17. The licensee's submittal indicated that their analyses and/or testing were substantially incomplete in the downstream effects, components and systems, fuel and vessel area. The staff will review the remaining information when the licensee submits it, and as a result of such review the staff could request additional information in this subject area. When submitted, please provide the information requested under item (n) in the Revised Content Guide for Generic Letter 2004-02 Supplemental Response dated November 2007. The NRC staff considers in-vessel downstream effects to be not fully addressed at Callaway as well as at other PWRs.

The Callaway GL 2004-02 submittal refers to draft WCAP-16793-NP, Evaluation of Long-Term Cooling Considering Particulate, Fibrous, and Chemical Debris in the Recirculating Fluid." The NRC staff has not issued a final safety evaluation (SE) for WCAP-16793-NP. The licensee may demonstrate that in-vessel downstream effects issues are resolved for Callaway by showing that the licensee's plant conditions are bounded by the final WCAP-16793-NP and the corresponding final NRC staff SE,

and by addressing the conditions and limitations in the final SE. The licensee may also resolve this item by demonstrating without reference to WCAP-16793 or the staff SE that in-vessel downstream effects have been addressed at Callaway.

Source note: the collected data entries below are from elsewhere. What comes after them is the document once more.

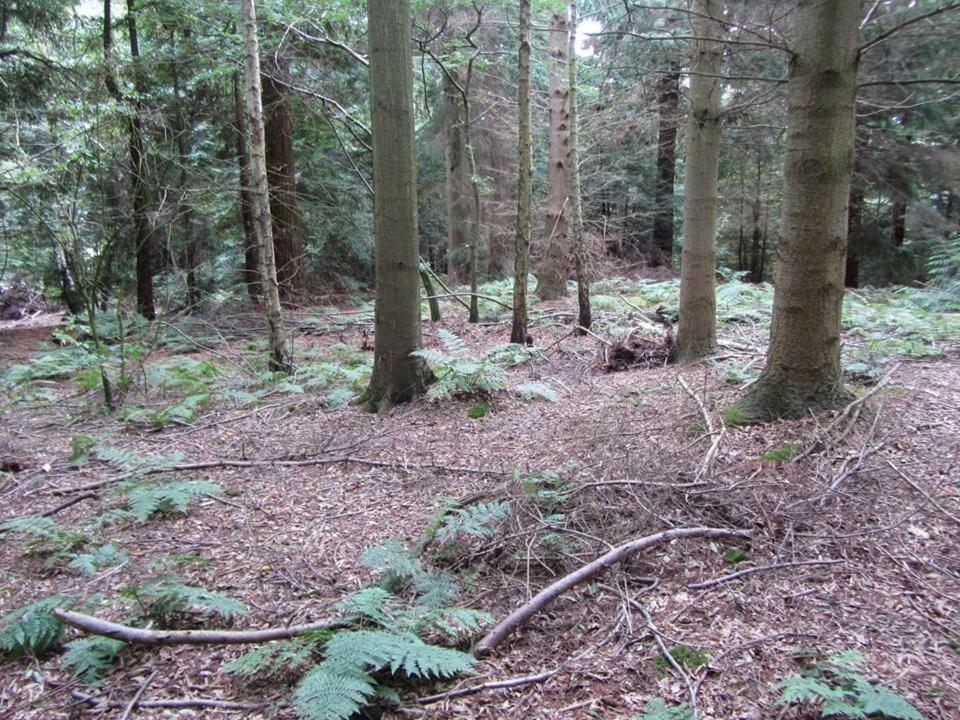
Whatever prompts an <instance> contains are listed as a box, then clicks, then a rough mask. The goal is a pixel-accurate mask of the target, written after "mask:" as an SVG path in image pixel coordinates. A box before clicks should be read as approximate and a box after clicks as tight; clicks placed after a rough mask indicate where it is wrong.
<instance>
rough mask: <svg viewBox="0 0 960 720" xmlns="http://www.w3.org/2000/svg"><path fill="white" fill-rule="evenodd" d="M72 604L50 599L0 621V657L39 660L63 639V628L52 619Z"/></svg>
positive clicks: (61, 600)
mask: <svg viewBox="0 0 960 720" xmlns="http://www.w3.org/2000/svg"><path fill="white" fill-rule="evenodd" d="M70 604H71V599H70V597H69V596H67V595H51V596H49V597H45V598H42V599H41V600H37V601H36V602H33V603H30V604H29V605H25V606H23V607H21V608H18V609H16V610H14V611H13V612H11V613H8V614H7V615H5V616H4V617H3V618H0V655H2V656H5V657H10V658H17V657H22V656H23V655H31V656H33V657H40V656H42V655H43V654H45V653H46V652H47V651H48V650H50V649H52V648H53V647H54V646H56V645H58V644H59V643H60V641H61V640H62V639H63V632H64V626H63V623H61V622H60V621H59V620H57V618H56V617H54V615H53V611H54V610H55V609H56V608H66V607H69V606H70Z"/></svg>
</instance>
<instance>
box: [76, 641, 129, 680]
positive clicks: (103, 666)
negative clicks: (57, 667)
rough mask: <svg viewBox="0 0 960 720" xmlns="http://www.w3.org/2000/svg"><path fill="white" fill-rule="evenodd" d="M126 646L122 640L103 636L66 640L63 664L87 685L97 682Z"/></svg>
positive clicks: (106, 672)
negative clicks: (70, 641)
mask: <svg viewBox="0 0 960 720" xmlns="http://www.w3.org/2000/svg"><path fill="white" fill-rule="evenodd" d="M125 646H126V643H125V642H123V641H122V640H114V639H112V638H105V637H98V636H93V637H85V638H80V639H78V640H73V641H71V642H68V643H67V645H66V647H67V651H66V652H65V653H64V654H63V664H64V665H65V666H66V667H68V668H70V670H71V672H72V673H73V674H74V675H75V676H76V677H78V678H80V679H81V680H82V681H83V682H85V683H87V684H88V685H95V684H97V683H99V682H100V681H101V680H102V679H103V676H104V675H105V674H106V673H107V671H109V670H110V669H112V668H113V665H114V663H115V662H116V659H117V656H118V655H119V654H120V651H121V650H123V648H124V647H125Z"/></svg>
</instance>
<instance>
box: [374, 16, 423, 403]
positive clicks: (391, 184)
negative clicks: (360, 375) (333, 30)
mask: <svg viewBox="0 0 960 720" xmlns="http://www.w3.org/2000/svg"><path fill="white" fill-rule="evenodd" d="M367 18H368V20H367V22H368V33H369V48H370V95H371V103H370V104H371V121H372V128H373V182H374V189H375V190H376V196H375V199H374V233H375V235H376V292H377V297H376V303H375V307H374V315H375V320H374V324H375V329H376V336H375V343H374V359H373V376H372V377H371V379H370V386H369V387H368V388H367V391H366V393H364V395H363V397H362V398H361V400H362V401H363V402H365V403H366V405H367V406H368V407H369V408H370V409H373V410H378V411H384V410H387V409H389V408H390V406H392V405H393V404H395V403H400V402H407V401H409V400H412V399H414V398H415V397H417V396H419V395H421V394H422V393H423V392H424V391H425V390H426V387H427V385H428V384H429V383H430V382H431V380H432V379H433V378H432V375H431V373H430V370H429V369H428V368H427V366H426V363H425V362H424V361H423V360H422V359H421V358H418V357H414V356H412V355H411V353H412V352H414V351H415V350H419V349H420V348H421V347H422V339H421V334H420V288H419V281H420V276H419V271H418V267H419V262H418V261H419V255H418V252H417V165H416V158H415V143H414V117H413V65H412V62H411V57H410V32H411V16H410V0H368V2H367Z"/></svg>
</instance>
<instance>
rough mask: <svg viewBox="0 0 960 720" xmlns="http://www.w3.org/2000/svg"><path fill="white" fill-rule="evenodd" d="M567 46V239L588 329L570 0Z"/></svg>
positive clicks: (590, 313)
mask: <svg viewBox="0 0 960 720" xmlns="http://www.w3.org/2000/svg"><path fill="white" fill-rule="evenodd" d="M568 4H569V10H570V49H569V51H568V52H567V69H568V80H569V83H570V91H569V105H570V155H569V162H568V164H569V166H570V242H571V244H572V245H573V261H574V266H575V267H576V271H577V321H578V324H579V325H580V327H582V328H586V329H589V328H590V325H591V324H592V323H593V318H592V317H591V313H590V262H589V256H588V253H587V246H586V243H585V241H584V238H583V199H582V198H581V196H580V127H579V110H578V107H577V82H578V81H577V25H578V20H579V19H578V16H577V3H576V0H570V2H569V3H568Z"/></svg>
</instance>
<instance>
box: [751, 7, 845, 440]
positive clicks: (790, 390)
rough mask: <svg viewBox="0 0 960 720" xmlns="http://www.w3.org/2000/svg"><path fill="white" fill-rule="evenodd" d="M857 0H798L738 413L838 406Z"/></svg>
mask: <svg viewBox="0 0 960 720" xmlns="http://www.w3.org/2000/svg"><path fill="white" fill-rule="evenodd" d="M859 6H860V3H859V2H823V1H822V0H803V1H802V2H800V4H799V6H798V9H797V19H796V22H797V33H796V38H795V40H794V44H793V50H794V54H793V57H792V58H791V61H790V71H789V77H788V83H787V92H788V112H787V144H786V160H785V164H784V190H783V218H782V222H781V227H782V237H781V239H780V249H779V263H778V265H777V273H776V293H775V295H774V301H773V323H772V327H771V335H770V347H769V349H768V351H767V365H766V368H765V369H764V371H763V373H762V374H761V376H760V378H759V379H758V380H757V382H756V383H754V385H753V386H752V387H751V388H750V390H749V391H748V392H747V394H746V396H745V397H744V398H743V400H742V401H741V403H740V405H741V409H742V410H743V415H744V417H745V419H749V420H753V421H762V420H768V419H775V418H779V417H796V416H800V415H803V414H805V413H806V412H808V411H810V410H817V409H822V408H826V407H830V406H835V405H837V404H839V403H842V402H845V401H846V400H847V399H848V398H849V394H848V393H847V392H846V391H845V390H844V387H843V382H842V378H841V372H840V310H841V305H842V302H843V281H844V266H845V259H846V249H847V222H848V217H847V202H848V199H849V193H850V180H851V176H852V174H853V143H854V122H855V114H854V111H855V96H856V70H857V54H858V53H857V34H858V23H859V19H860V7H859Z"/></svg>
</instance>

18. Please provide the basis that demonstrates that chemicals leaching from insulations and other containment materials that are sprayed but not submerged (i.e., located above the flood plane following a LOCA) are not significant to chemical precipitate formation.

19. Please identify and justify the assumptions related to phosphate inhibition of aluminum corrosion. For example: (1) what is the threshold concentration of phosphate assumed to passivate aluminum? (2) what time is assumed to reach that phosphate concentration in the pool? and (3) if phosphate inhibition is credited for aluminum in the spray zone, what amount of containment spray time is assumed (after the pool reaches an inhibition threshold of phosphate) before the aluminum is passivated?